Daniel Boyarin, grand admirateur de Paul de Tarse, parle aussi de binitarisme. Il envisage la question d'une manière différente dans son article "Memra" dans la Harvard Theological Review. Le point de départ de sa réflexion s'enracine dans sa recherche générale sur les débuts parallèles du christianisme primitif et le judaïsme rabbinique (qui selon lui est un courant dont le pilote pourrait être Jacob Neusner). Ces deux courants ne commencent pas d'être séparés avant le milieu du IIe siècle. En sorte que le binitarisme qu'il évoque dans l'article cité en référence étudie le passage entre l'hypostase du Logos trouvée chez Philon et celle de l'Esprit trouvée chez Jean. Pour lui, la première rencontre de Paul avec le mouvement juif des environs d'Antioche conduit à ce que la notion de messie/christ passe, à l'intérieur de la pensée juive, du statut d'attribut à celui de nom propre puis de titre chez Marc.

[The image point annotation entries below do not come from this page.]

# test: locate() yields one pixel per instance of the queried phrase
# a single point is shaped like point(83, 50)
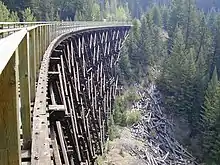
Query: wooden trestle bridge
point(58, 83)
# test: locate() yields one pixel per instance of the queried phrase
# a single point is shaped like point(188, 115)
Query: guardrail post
point(32, 53)
point(24, 77)
point(9, 117)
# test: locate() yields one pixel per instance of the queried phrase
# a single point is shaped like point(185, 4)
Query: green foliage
point(6, 15)
point(156, 16)
point(211, 134)
point(133, 117)
point(28, 15)
point(95, 12)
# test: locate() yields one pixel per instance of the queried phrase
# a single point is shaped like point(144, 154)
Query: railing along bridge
point(57, 87)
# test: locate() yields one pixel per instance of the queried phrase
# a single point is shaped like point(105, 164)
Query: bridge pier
point(81, 89)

L'explication par l'hellénisme seul lui semble de celles qu'il faudrait réviser. L'anthropomorphisme du culte romain de l'empereur n'est pas la seule cause de la divinisation de Jésus. Cette hypothèse relève de l'a priori qu'aucun des judaïsmes "pré-rabbiniques" ne serait assez différents du rabbinisme post-chrétien pour autoriser la "déification" d'un homme imaginé comme fils d'El, Messie Roi, Grand Prêtre et Seigneur. Cet a priori lui semble impossible car le courant rabbinique ne constituait pas une norme dans l'espace culturel juif d'avant 70 ; le Talmud recense 70 sectes juives pour cette époque dont plusieurs messianismes. Boyarin rencontre sur ce point l'idée de Burton Mack qui recense au moins cinq mouvements qui se réclamaient de Jésus dont quatre chez qui toute notion de messie/christ ne joue aucun rôle.
En même temps, Boyarin indique que supposer un courant rabbinique comme norme avant 70 promeut l'anachronisme au rang de vérité scientifique et l'attache en remorque du mythe des origines que le rabbinisme se raconte à lui-même. L'idée d'un "christianisme" tardif génétiquement étranger au monde juif du Ier siècle et dont on retrouverait l'embryon chez Paul repose sur une vision simpliste du judaïsme pré-constantinien diffusée par une théologie rabbinique qui s'intéresse davantage à faire du courant chrétien juif et de toute la diversité juive des premiers siècles un non-judaïsme, un hellénisme, une trahison, un syncrétisme, etc. Il conclut :
"Judaïsmes et Christianismes [du premier siècle] demeurèrent entremêlés bien au-delà de la première partie du second siècle et ce jusqu'à ce que le judaïsme rabbinique, dans sa tentative nativiste de se couper de sa propre histoire avec la théologie du logos "chrétien", se mit à s'imaginer lui-même comme une communauté pure de tout hellénisme".
Monothéisme ou hénothéisme chez Paul ?
Donc, on trouve dans le "Second Isaïe" l'espérance qu'un jour vienne où "tous les peuples/nations" se soumettront au dieu d'Israël comme leur "seigneur" ; on peut supposer que telle est la base sur laquelle Paul fonde sa mission de "rassembler les gentils." Cette démarche est bien de la "monolâtrie", et non du "monothéisme."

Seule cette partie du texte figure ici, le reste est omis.